1. Empty fridge of random bits of vegetable. (Mine have so far included carrot, mushroom, cabbage, beetroot, beetroot leaves, anything else leafy, spring onion, green beans, tomato and courgette. The only thing that I'm not sure would work is cucumber...)

2. Chop them in to bite-sized bits.


Feel very welcome to use a clean carrot. I obviously prefer mine grubby for added grit.

3. Add some chopped tofu or halloumi or cooked chicken if you want to up the protein.

4. Put it in a saucepan.

5. Boil the kettle and, in a jug, make up some stock/broth/soup to a quantity that would cover the veg in the saucepan. I use Marigold Bouillion powder, but I'm sure lots of other things would work as long as you like the taste. Miso soup is the obvious choice...

6. Pour the stock over the veg and pop it onto the heat very briefly.
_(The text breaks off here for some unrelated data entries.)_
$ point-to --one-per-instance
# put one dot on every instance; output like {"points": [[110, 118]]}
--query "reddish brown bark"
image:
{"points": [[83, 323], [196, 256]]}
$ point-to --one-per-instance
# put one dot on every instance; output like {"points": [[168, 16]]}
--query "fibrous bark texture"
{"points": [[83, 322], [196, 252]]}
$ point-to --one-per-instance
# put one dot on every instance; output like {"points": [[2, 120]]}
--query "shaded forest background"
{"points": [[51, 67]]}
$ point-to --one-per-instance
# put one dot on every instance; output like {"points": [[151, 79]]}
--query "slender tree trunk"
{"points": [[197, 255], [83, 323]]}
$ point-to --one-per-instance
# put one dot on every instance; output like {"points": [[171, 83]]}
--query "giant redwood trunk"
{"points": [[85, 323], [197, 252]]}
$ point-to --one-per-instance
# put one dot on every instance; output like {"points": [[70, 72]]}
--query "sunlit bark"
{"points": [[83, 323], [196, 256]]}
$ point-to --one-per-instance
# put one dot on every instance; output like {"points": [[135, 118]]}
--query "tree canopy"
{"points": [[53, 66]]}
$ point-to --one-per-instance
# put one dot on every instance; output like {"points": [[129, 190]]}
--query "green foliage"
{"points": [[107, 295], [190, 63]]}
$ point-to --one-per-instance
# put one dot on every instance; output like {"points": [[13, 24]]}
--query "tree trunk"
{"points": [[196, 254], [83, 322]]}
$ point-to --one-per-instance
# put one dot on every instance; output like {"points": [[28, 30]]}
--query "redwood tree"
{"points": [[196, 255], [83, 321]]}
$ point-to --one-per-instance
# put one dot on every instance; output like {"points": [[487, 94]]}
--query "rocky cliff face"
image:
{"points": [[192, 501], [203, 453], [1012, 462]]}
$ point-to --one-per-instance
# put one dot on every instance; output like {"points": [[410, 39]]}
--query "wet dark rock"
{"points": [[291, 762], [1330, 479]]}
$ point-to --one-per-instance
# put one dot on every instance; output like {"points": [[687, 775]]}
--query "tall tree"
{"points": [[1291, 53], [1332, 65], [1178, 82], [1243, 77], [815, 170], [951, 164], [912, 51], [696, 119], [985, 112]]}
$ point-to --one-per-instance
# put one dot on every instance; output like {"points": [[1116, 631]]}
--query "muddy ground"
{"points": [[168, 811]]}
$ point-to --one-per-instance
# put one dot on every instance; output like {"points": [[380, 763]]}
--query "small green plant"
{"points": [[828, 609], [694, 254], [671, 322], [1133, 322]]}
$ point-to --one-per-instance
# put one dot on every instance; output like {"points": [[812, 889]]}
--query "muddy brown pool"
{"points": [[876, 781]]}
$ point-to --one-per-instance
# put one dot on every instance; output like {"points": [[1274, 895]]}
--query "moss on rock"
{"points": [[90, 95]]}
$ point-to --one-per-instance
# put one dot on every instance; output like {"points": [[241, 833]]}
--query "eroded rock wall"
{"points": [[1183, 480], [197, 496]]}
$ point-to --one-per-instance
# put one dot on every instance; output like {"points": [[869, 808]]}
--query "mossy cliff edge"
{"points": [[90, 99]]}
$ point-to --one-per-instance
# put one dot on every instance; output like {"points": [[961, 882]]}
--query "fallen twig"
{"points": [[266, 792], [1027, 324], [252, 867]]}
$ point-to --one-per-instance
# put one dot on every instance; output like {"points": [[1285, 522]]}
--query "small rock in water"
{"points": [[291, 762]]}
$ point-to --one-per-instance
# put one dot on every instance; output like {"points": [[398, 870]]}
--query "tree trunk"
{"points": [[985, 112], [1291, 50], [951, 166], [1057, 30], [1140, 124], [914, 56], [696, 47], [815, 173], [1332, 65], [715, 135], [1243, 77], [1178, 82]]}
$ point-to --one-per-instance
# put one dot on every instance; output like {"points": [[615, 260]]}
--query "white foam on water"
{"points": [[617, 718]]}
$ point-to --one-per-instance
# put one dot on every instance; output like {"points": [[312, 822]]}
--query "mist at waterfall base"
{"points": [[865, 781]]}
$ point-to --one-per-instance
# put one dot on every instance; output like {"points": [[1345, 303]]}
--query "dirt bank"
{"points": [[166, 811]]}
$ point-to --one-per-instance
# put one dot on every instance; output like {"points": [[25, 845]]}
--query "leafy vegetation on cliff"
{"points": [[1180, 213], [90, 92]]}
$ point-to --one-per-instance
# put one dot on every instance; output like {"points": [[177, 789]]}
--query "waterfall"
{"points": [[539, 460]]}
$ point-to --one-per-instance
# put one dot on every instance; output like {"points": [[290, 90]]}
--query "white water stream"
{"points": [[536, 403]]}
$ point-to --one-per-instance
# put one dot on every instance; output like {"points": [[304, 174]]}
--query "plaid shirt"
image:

You don't want it to boil or cook the vegetables, just to make sure it's hot through and to start to wilt the leafier things.

7. Slosh into a bowl (I always end up having to use a small mixing bowl as I make too much) and douse liberally with soy sauce.



8. Eat and feel virtuous.

*A useful word to describe the British weather, being a portmanteau of miserable and drizzly. Possibly the Met Office should have plumped for that one instead of changeable.